The aim of this study was to evaluate whether the CCK-C receptor, a splice variant of the CCK-B receptor, in human pancreatic cancer cells was associated with accelerated cancer cell growth.


In vitro, BxPC-3 cells were transfected with the antisense cDNA for the CCK-C receptor and growth of transfected cells was compared with that of wild-type (WT) and empty vector (EV)-transfected cells; expression was confirmed by RT-PCR and immunocytochemistry. In vivo, athymic nude mice bearing human BxPC-3 pancreatic cancers were treated for 28 days with either an antisense oligonucleotide specific to the CCK-C receptor, the same nucleotide sequence arranged in a scrambled fashion (nucleotide control), or vehicle (control).

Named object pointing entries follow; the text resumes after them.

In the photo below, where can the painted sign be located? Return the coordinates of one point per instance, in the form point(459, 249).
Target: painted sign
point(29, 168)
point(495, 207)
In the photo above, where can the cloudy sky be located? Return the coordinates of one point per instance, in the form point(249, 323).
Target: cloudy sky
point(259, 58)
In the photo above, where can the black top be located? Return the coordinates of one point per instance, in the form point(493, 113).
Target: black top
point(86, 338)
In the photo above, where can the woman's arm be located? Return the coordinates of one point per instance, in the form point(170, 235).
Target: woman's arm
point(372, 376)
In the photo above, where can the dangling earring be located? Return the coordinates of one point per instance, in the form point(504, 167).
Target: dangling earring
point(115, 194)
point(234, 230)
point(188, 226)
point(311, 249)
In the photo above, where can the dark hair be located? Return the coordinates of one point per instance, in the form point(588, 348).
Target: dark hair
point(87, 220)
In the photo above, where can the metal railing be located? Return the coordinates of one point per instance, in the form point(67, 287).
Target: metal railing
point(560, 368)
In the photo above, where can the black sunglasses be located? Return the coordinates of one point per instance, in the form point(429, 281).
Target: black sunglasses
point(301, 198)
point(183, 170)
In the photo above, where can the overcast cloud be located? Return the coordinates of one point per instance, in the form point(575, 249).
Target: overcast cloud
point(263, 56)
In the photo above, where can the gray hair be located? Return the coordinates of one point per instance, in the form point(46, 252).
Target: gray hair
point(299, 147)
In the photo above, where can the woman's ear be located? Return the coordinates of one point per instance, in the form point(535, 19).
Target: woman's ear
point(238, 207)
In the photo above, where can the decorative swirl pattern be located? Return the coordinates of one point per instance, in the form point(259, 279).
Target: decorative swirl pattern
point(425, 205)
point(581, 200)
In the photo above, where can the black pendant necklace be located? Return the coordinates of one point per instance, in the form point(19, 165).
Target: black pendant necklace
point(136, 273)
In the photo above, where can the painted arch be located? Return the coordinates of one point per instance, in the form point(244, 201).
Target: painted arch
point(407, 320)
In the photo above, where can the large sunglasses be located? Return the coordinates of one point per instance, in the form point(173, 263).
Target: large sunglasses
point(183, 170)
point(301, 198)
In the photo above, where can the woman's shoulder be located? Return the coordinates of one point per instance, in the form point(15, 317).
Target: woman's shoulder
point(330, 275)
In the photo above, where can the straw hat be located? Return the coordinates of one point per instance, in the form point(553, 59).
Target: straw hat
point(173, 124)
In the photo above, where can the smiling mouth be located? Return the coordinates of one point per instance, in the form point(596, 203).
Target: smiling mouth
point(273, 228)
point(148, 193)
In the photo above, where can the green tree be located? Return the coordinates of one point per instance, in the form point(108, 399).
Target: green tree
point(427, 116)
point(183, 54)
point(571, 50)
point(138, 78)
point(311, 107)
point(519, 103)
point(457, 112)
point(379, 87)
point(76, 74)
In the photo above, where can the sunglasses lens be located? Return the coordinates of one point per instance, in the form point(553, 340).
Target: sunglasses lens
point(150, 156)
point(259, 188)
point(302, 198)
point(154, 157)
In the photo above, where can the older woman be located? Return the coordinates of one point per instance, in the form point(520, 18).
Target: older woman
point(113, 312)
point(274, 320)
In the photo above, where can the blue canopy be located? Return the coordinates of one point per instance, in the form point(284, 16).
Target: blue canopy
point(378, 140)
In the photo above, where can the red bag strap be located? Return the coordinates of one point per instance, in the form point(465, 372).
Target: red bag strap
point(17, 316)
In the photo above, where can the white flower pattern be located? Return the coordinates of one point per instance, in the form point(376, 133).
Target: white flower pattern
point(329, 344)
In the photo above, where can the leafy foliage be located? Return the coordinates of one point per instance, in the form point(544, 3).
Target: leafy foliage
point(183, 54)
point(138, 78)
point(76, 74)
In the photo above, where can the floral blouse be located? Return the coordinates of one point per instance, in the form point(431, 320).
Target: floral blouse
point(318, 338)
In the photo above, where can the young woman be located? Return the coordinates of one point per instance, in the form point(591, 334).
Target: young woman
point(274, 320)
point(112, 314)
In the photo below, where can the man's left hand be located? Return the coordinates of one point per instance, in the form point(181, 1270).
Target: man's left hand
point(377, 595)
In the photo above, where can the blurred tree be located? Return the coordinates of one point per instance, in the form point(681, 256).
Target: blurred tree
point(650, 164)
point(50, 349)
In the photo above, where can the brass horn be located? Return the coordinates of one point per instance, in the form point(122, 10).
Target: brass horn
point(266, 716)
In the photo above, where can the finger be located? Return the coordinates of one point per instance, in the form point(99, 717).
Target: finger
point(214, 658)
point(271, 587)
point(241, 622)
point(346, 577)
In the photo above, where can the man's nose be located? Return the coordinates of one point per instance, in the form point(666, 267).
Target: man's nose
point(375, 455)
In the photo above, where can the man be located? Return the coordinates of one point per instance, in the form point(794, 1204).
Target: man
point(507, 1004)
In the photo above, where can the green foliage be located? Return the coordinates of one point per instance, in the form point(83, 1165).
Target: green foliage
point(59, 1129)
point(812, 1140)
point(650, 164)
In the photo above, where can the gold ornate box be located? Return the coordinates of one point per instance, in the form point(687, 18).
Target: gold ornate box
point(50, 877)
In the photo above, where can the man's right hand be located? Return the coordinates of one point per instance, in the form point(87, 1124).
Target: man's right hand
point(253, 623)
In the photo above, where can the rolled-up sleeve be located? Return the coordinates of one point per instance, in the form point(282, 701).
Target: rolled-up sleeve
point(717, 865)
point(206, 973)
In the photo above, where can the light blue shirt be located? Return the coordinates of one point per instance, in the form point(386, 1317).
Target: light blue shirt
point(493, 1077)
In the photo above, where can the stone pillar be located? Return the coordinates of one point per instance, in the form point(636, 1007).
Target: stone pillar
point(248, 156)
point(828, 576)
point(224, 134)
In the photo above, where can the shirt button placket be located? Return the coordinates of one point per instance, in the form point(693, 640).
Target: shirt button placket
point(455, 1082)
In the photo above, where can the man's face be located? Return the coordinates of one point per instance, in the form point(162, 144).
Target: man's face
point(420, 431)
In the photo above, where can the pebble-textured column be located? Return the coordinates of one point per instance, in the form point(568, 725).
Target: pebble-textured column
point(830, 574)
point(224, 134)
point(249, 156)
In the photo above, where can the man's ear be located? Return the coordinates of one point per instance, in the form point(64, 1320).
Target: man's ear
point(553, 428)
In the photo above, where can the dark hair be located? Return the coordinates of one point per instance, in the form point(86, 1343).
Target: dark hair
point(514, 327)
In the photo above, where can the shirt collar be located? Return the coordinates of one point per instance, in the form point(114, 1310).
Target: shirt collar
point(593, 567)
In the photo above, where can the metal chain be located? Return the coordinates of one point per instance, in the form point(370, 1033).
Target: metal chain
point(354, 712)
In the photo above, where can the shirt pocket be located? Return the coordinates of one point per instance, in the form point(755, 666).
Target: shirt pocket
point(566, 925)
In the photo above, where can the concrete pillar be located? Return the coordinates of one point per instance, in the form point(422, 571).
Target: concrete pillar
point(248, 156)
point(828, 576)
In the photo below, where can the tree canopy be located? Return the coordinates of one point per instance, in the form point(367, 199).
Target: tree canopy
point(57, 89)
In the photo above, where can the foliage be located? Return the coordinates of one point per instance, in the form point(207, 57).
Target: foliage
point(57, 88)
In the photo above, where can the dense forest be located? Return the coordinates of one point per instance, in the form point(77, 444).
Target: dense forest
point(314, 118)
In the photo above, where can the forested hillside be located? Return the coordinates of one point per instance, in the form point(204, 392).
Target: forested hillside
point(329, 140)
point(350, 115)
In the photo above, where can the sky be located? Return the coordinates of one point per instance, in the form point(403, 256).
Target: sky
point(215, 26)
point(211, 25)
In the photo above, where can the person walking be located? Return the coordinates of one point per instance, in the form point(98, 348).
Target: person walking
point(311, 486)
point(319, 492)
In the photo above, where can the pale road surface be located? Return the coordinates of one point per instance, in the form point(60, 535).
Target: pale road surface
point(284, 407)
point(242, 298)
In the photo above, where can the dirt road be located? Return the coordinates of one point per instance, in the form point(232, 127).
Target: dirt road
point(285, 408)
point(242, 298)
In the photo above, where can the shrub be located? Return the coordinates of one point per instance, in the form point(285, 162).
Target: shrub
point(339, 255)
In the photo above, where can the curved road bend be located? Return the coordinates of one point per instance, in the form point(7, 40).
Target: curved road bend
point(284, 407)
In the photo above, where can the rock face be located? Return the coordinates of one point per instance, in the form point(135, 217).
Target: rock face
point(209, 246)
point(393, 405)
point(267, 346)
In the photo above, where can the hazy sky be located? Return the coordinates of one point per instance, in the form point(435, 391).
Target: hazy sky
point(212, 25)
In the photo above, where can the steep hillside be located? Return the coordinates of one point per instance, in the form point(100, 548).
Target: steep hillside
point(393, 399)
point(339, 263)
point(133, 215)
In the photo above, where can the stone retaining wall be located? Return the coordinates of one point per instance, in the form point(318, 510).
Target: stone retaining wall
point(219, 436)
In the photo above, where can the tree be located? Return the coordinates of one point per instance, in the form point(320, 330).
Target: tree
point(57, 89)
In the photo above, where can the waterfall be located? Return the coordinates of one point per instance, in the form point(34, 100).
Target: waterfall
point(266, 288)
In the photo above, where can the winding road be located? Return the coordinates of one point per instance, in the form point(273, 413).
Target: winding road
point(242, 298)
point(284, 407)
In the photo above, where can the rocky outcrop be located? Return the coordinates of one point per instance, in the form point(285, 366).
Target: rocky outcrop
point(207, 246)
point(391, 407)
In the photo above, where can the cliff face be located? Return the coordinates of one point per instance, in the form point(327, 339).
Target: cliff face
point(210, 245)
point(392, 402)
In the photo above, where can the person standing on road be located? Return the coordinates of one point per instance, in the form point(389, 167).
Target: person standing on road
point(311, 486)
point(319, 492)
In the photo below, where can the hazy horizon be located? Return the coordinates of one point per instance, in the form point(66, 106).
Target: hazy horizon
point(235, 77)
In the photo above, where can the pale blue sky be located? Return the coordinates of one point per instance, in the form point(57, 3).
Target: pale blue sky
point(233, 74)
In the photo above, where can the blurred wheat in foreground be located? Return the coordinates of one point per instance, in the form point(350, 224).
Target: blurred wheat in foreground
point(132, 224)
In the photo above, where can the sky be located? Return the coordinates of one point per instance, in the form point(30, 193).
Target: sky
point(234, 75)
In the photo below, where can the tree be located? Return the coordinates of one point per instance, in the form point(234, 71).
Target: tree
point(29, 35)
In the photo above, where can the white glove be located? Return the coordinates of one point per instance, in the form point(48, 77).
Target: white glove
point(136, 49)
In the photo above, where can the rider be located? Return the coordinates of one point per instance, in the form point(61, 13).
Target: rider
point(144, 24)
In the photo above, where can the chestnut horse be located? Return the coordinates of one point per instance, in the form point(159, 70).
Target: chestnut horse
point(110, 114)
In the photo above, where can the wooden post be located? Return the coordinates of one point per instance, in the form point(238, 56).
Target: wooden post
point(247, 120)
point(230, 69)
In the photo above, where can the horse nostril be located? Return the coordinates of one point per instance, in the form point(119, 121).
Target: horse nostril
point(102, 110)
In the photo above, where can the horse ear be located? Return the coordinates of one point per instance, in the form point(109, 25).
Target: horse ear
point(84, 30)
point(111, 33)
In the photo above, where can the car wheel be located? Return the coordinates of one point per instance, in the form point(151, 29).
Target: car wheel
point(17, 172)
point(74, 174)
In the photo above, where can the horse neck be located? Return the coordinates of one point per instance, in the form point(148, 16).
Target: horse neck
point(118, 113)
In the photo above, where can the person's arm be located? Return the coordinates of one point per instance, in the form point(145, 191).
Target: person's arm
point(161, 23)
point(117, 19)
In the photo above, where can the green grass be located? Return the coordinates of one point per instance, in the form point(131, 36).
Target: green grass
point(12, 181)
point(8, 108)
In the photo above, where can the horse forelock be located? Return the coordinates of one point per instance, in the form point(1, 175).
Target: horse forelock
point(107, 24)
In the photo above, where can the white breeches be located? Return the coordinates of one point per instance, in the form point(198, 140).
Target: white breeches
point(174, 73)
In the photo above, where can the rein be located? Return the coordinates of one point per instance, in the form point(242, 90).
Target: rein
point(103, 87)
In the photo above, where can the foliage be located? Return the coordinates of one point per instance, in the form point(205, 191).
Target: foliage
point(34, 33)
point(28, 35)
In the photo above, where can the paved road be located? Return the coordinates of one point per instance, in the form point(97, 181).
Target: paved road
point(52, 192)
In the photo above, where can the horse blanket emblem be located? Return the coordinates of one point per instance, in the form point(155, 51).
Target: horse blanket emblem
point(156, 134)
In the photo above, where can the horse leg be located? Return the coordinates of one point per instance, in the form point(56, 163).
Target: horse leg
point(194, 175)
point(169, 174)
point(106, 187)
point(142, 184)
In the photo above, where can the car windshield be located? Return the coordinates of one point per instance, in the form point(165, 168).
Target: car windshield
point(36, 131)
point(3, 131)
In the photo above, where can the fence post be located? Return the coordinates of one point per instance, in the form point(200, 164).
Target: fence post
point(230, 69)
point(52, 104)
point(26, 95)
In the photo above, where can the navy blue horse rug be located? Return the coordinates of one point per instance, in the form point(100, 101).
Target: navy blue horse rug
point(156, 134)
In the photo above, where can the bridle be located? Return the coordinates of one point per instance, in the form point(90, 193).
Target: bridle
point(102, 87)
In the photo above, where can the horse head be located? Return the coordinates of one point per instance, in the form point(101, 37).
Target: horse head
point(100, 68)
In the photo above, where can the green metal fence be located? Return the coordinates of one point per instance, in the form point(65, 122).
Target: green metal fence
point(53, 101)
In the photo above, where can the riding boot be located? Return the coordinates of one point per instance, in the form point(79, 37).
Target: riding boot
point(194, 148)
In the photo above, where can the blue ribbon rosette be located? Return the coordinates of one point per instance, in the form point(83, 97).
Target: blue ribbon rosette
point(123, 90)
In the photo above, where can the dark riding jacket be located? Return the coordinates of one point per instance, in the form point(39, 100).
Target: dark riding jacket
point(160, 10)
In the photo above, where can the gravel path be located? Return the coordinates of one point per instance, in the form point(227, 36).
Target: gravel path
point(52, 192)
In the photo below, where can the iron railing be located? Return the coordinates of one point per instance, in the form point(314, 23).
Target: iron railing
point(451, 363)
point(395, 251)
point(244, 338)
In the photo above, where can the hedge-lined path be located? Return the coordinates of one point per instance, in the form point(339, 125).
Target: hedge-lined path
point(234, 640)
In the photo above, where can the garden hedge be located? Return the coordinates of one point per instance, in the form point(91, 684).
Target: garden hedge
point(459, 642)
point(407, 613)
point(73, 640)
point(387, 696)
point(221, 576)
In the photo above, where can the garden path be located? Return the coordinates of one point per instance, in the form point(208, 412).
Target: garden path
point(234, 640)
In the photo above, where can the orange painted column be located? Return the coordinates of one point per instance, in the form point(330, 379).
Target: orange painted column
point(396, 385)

In culture, BxPC-3 cells transfected with the antisense cDNA for the CCK-C receptor were reduced in cell number 65% compared with WT and EV-transfected cell cultures at 6 days; this difference was statistically significant (P = 0.002). Transfected cells did not respond to exogenous gastrin with growth as did WT cells. Tumors of mice treated with the antisense oligonucleotide for CCK-C were 75% smaller in volume and 83% reduced in weight (P = 0.03) compared with the control tumors.


These studies indicate that the CCK-C receptor is functional and plays a crucial role in growth of human pancreatic cancer.

[Indexed for MEDLINE]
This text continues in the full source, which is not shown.